In an application of RIT to LEEP data, Tomaskovic-Devey, Hällsten and Avent-Holt (2015) show that non-western immigrant-native Swede wage gaps vary dramatically across workplaces. Wage gaps are larger in high inequality workplaces, among white collar workers, and when immigrants are occupationally segregated from native workers. A notable aspect of this paper is that workplaces with higher levels of inequality consistently increase the inequality associated with all individual status characteristics. Wage returns to education, occupational skill, and even individual fixed effects all rise with the level of workplace inequality. Observing German workplaces Antonczyk, Bernd and Sommerfeld (2010) show a similar link between workplace inequality and gender pay gaps.
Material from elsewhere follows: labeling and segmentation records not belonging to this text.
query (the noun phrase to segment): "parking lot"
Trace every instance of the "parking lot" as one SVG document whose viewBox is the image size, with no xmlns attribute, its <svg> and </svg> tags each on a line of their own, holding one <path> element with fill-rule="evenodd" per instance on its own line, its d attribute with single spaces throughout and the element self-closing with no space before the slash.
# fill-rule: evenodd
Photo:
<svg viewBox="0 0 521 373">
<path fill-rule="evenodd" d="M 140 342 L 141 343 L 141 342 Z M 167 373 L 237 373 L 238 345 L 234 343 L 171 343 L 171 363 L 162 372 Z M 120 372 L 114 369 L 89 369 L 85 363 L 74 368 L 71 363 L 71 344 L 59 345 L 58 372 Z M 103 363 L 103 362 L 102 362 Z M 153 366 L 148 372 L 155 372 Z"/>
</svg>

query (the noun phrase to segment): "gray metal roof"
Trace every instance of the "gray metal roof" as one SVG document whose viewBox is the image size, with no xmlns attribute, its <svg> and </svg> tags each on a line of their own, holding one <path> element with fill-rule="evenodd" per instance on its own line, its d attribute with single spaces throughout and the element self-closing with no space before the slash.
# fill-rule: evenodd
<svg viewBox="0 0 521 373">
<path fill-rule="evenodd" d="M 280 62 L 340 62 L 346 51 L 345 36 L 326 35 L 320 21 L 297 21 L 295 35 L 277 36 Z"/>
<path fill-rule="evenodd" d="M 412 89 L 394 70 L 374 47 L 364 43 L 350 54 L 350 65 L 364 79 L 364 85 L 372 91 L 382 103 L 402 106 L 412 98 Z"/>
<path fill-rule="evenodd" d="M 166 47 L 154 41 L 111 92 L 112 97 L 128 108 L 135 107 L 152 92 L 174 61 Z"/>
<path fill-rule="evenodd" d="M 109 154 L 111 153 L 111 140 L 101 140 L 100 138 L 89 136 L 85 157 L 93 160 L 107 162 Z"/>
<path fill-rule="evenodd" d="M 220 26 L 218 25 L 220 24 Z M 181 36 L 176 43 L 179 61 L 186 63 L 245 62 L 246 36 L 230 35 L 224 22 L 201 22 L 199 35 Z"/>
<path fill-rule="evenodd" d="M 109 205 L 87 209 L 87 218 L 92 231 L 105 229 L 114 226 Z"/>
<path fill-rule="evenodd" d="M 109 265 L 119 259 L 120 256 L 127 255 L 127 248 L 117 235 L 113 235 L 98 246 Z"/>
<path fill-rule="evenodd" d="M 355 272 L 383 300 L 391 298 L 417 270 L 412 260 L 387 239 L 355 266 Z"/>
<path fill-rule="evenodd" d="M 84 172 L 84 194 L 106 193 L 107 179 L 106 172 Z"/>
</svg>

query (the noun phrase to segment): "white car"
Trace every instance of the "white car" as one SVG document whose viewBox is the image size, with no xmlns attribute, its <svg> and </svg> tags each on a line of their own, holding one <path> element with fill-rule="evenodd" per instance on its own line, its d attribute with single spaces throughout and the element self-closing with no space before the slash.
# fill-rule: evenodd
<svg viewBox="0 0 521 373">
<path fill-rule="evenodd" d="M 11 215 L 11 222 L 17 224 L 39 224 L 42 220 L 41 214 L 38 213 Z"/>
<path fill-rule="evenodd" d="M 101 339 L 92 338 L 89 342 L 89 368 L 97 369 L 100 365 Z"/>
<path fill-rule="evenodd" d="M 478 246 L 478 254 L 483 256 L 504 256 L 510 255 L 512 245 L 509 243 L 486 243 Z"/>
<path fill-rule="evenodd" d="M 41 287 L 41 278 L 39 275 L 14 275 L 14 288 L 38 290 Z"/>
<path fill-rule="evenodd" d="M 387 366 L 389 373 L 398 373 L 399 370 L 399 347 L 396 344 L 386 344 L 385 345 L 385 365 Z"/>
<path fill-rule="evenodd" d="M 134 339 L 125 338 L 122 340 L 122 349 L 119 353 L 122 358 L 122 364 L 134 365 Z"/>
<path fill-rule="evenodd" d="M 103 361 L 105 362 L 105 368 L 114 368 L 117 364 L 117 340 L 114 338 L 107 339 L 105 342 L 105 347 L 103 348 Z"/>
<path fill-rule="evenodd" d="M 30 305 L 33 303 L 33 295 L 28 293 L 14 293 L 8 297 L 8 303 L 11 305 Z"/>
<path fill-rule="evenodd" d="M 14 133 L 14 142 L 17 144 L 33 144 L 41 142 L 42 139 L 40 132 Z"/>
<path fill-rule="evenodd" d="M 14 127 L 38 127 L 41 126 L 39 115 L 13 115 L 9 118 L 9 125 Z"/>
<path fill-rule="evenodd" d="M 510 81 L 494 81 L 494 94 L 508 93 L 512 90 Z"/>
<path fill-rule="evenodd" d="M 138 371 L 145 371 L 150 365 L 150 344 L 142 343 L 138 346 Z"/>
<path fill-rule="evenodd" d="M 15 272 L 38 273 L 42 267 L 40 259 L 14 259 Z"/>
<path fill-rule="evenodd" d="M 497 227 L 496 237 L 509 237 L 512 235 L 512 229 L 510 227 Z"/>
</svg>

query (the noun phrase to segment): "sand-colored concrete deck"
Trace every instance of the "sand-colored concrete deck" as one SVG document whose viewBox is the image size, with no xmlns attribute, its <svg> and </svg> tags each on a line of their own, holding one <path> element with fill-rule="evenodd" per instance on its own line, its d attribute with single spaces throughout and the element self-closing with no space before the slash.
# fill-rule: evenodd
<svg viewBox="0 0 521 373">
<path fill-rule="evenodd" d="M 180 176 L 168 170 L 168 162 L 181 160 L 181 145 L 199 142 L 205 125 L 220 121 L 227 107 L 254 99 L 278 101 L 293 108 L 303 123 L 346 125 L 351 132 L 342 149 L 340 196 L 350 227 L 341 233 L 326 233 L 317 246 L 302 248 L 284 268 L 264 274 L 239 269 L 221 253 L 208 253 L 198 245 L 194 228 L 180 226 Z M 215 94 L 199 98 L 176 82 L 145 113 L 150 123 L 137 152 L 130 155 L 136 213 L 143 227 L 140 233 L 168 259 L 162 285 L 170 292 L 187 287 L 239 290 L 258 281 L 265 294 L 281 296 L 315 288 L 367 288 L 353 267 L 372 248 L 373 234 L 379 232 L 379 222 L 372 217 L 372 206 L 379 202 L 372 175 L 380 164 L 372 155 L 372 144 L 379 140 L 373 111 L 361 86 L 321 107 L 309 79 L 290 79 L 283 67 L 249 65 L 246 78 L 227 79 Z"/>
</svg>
In France, where the rising inequalities have been at the very top of the wage distribution, Jellal, Nordman, and Wolff (2008) show that workplace gender wage gaps rise at the top as well.
Investigating the rise in male earnings inequality in West Germany, Card, Heining, and Kline (2014) find that increased between workplace wage inequality accounted for about a quarter of growing wage inequality. In contrast to the US or Swedish patterns, Germany seems to have had a larger increase in within workplace inequality. The rise in the within workplace wage dispersion was associated with increased educational dispersion and occupational composition. None of the rise in inequality was associated with increased returns to individual education, rather it is the skill level of the workplace that produced the increased returns to more educated workers. In addition, workplaces may have simplified their divisions of labor yielding increasing proportions of high skill and low skill workplaces. Both of these patterns are associated with the birth of new, non-union low wage workplaces. New firms born after 1996 show particularly high levels of between firm wage dispersion. Antonczyk, Fitzenberger, and Sommerfeld (2010) show that rising within workplace level inequality is responsible for the stagnant German gender wage gap, despite women’s increased human capital relative to men.